-¡Valentina!-volteé para mirar a mamá-quítate de ahí gorda, que te pueden atropellar-decía porque estaba en medio de la calle, en cuyo costado había una casa grande, turquesa, con un chinchorro en el centro de la sala. Cada vez que llegaba corría al chinchorro como si me esperara con los brazos abiertos.
-¡Santiago! ¡Llegó Valentina! –gritaba su madre.
Santiago salió de su escondite, yo sabía que él sabía que yo había llegado, pero todo siempre lo quería hacer más misterioso. Cuando él salió, los dos estábamos a la misma distancia hacia chinchorrín. Corrí todo lo que pude, él corrió todo lo que pudo, me resbalaba por la cerámica lisa, él también, pero tenía más experiencia porque vivía ahí. Él corría, yo corría, ambos corríamos, y… ¡PLUM! Los dos llegamos al mismo tiempo, pero caóticamente. Sentí algo duro que golpeaba mi cabeza como si fuese una piedra. El dolor era tan grande que sentí ganas de llorar, pero no quería que viera mi debilidad. Al final y por orden de nuestras madres los dos terminamos acostados en el chinchorro como si nos agradara compartirlo con alguien.
El chinchorro se había convertido en nuestro punto de encuentro. Siempre me mecía súper duro, haciéndome caer muchas veces. Los dos nos partíamos de risa, era muy divertido, amaba jugar con él. Fue mi primer amiguito desde que me mudé a esa ciudad donde no conocía a nadie.
Era blanquito, como yo, cabello amarillo, yo castaño, ojos azules, los míos verdes. Era muy bonito y me llegó a gustar de adolescente, cuando la idea de conocernos desde niños me fascinaba más que él mismo.
Un día mientras nuestras madres hablaban en la cocina, Santiago decidió invitarme a su cuarto. Me parecía raro que no quisiera jugar con chinchorrín, pero lo seguí porque era mi amigo y me divertía mucho con él. Cuando llegué a su cuarto, me senté en su cama. Dejó la puerta entreabierta.

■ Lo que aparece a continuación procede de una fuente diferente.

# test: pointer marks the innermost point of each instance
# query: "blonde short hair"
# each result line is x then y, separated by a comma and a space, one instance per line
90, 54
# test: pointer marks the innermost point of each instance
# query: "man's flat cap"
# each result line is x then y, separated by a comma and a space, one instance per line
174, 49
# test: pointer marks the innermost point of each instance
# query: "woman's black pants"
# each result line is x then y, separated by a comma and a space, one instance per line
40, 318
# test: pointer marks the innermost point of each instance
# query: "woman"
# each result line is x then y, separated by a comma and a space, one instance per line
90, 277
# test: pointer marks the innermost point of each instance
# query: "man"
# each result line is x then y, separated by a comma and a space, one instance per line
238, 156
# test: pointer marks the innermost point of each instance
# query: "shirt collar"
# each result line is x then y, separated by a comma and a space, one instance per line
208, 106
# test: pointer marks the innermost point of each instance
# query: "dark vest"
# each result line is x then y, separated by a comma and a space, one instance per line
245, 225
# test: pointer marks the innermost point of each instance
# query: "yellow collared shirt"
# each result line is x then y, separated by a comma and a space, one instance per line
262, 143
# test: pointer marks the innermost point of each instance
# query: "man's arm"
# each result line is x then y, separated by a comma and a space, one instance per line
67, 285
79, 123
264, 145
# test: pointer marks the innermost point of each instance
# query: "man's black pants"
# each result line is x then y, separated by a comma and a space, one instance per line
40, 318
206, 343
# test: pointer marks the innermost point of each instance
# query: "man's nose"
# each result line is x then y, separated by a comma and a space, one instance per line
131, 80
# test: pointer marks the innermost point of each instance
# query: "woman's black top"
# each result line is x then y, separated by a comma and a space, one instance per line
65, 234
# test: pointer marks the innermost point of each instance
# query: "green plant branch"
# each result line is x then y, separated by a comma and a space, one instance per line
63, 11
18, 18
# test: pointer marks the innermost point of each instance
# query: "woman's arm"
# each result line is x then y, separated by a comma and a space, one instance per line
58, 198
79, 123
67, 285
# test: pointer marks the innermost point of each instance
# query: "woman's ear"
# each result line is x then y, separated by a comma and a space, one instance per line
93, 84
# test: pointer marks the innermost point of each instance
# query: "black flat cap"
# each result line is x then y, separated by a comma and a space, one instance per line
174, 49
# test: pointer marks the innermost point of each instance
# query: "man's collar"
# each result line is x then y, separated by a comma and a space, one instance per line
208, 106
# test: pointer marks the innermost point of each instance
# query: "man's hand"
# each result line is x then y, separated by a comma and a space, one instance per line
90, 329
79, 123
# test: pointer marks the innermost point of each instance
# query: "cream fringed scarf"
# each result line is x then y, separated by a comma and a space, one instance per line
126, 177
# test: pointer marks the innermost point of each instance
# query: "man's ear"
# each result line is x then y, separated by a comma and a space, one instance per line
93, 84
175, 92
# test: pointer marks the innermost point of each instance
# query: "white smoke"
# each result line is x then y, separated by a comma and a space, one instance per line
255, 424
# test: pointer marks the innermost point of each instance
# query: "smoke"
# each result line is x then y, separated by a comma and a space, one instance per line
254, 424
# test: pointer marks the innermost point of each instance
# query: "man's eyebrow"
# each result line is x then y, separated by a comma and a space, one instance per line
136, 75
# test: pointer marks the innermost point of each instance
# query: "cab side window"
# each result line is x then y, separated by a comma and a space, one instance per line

Me acostó y se puso encima de mí. Dijo que íbamos a jugar. Su cara estaba frente a mi cara, veía sus ojos y sentía su respiración sobre mi nariz. No me sentía incómoda, total, todo era un juego. Acercándose más a mi rostro me dio un besito, con sus labios de niño, suaves y cálidos, un besito robado que nunca me esperé. Como si me robara un suspiro. Olía a leche, y tenía los labios rojitos porque había comido gelatina de fresa. Yo sentí unas cosas raras en mi estómago.
Él se levantó. Me miró con algo de vergüenza. Sus manitos lindas le temblaban. Me senté en el borde de la cama segura de que estaba rojita, se sentó a mi lado y mirándome de nuevo, parecía preocupado. Luego llegó su madre y le dirigió una mirada muy rara, como de enojo, y no entendía por qué.
-Santiago vente. Si van a jugar que sea en el chinchorro.
Supe mucho tiempo después, que ese fue mi primer beso, y que Santiago, ese niño atrevido, sería el padre de mis hijos.